A medida que cumplo años, siento cada vez mayor atracción por estos cuadros en
apariencia humildes, realizados con frecuencia por artesanos pacientes que
desplegaban su pericia y su dominio de la técnica sin alardes ni grandes
ambiciones. Me gusta contemplarlos largamente, perderme en la ilusión de que se
me va a conceder el don de romper la frontera del lienzo para entrar a pasear
por los bosques y caminos que se me ofrecen, invitadores y sugerentes. Este
cuadro de van Alsloot carece de un motivo central y eso contribuye a que mi
mirada pueda vagar con libertad por los detalles que lo componen: el castillo
en lontananza, la bandada de pájaros, los estanques helados, la cruz al borde
del sendero y los personajes a caballo y a pie que se intrincan en la espesura.

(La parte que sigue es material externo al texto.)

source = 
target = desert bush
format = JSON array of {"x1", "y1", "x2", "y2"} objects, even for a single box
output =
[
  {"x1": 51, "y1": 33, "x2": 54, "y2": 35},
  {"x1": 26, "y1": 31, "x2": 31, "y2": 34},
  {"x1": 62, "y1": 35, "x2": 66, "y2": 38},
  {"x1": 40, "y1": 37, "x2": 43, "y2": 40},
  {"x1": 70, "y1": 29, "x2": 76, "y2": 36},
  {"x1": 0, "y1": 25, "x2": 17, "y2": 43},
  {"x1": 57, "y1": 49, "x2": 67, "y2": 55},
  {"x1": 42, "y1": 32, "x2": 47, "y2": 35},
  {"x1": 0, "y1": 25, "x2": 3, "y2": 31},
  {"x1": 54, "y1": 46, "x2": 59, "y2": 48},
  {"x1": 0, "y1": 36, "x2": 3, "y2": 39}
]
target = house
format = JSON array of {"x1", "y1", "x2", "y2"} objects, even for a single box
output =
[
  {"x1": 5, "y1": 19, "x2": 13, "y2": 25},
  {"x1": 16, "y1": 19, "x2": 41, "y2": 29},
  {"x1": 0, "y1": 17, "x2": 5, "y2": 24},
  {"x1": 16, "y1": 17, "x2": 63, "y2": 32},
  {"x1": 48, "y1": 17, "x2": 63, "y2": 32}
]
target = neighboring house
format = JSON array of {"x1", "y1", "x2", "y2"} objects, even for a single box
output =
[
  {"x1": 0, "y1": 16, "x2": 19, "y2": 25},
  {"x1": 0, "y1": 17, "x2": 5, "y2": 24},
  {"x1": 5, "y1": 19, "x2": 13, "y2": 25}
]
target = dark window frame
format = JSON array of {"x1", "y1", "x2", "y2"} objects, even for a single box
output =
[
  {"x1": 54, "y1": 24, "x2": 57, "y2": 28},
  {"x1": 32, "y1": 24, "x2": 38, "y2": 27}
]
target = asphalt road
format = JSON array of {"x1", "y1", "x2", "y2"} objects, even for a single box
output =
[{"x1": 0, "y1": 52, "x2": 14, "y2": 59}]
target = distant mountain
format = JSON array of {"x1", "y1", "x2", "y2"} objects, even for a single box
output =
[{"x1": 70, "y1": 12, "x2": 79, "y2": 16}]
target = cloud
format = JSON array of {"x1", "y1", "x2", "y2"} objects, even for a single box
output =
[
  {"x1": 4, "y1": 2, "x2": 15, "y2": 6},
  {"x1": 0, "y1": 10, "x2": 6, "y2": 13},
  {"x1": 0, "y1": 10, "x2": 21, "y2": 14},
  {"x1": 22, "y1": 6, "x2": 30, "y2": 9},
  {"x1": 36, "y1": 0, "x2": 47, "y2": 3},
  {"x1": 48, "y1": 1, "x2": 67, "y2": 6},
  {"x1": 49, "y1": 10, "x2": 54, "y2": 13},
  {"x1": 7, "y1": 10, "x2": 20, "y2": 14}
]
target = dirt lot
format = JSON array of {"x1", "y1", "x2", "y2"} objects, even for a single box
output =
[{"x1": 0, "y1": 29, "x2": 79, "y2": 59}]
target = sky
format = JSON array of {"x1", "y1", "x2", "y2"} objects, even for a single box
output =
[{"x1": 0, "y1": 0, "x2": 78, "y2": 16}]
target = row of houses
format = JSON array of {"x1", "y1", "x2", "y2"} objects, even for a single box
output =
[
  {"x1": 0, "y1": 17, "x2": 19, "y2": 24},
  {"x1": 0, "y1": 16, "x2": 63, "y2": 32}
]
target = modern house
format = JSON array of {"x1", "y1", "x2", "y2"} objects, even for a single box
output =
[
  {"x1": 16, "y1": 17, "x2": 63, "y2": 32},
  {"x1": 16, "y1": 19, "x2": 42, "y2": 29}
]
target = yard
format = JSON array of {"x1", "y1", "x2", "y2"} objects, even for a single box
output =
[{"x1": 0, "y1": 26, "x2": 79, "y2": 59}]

Es una contemplación apacible la que me ofrece esta escena en la que triunfan
los colores indeterminados, la gama del blanco, el gris y el azul, en un
conjunto suave y velado en el que el autor ha conseguido encerrar a la
perfección la luz del invierno.
Los libros son con
frecuencia una fuente de conocimiento de obras de arte. Esta imagen misteriosa
y elegante ocupa la cubierta del libro de relatos de Eloy Tizón Velocidad de los jardines en su edición
de Anagrama, y fue una de las razones que me atrajo a una lectura que resultó,
por otra parte, todo un descubrimiento para mí. Es obra del artista británico
contemporáneo John Murphy y responde al sugerente título de Un indefinible olor a flores cortadas para
siempre. La impresión que causa el cuadro está a la altura de su
denominación: estas flores separadas no solo de la planta que las sustenta,
sino también de cualquier referencia concreta de carácter espacial, parecen más
una idea que unos seres materiales; situadas en un ámbito abstracto, encarnan
la belleza en su esplendor que dura apenas un instante antes de caer en la
decadencia, representada por la flor desgajada que se precipita al vacío. Me ha
parecido una forma hermosa y sutil de festejar este olor a primavera que se
abre paso ya entre los últimos coletazos del invierno. Maravillas del arte:
esta primavera pasará, pero las flores de John Murphy seguirán para siempre
suspendidas en la nada, hermosas en su perdurable fragilidad.
En Dama con un libro están presentes dos rasgos que me encantan de su
autora, la pintora inglesa Vanessa Bell (1879-1961). En primer lugar, la
actitud de recogimiento y abstracción de la modelo, acompañada ―como sucede con
frecuencia en los cuadros de esta artista― por un libro, aunque no sea en este
caso el centro de su atención. Por otro lado, la importancia alcanzada por los
vestidos y los fondos, cuyos diseños pasan a un primer plano y roban casi el
protagonismo al elemento humano del retrato. Con frecuencia los personajes de
Vanessa Bell llevan alguna prenda cuyo estampado, ya sea de motivos florales o
geométricos, posee una curiosa animación y un carácter personal: sucede aquí
con el chal azul y blanco que envuelve el cuello de la modelo, casi la única
nota de color en su austera vestimenta. Y qué decir de ese estampado floral de
la pared, exuberante y colorido, una explosión vegetal que parece haberse
escapado del jarrón de la izquierda, o tal vez de la imaginación de la dama
abstraída en unos pensamientos cuyo carácter desconocemos.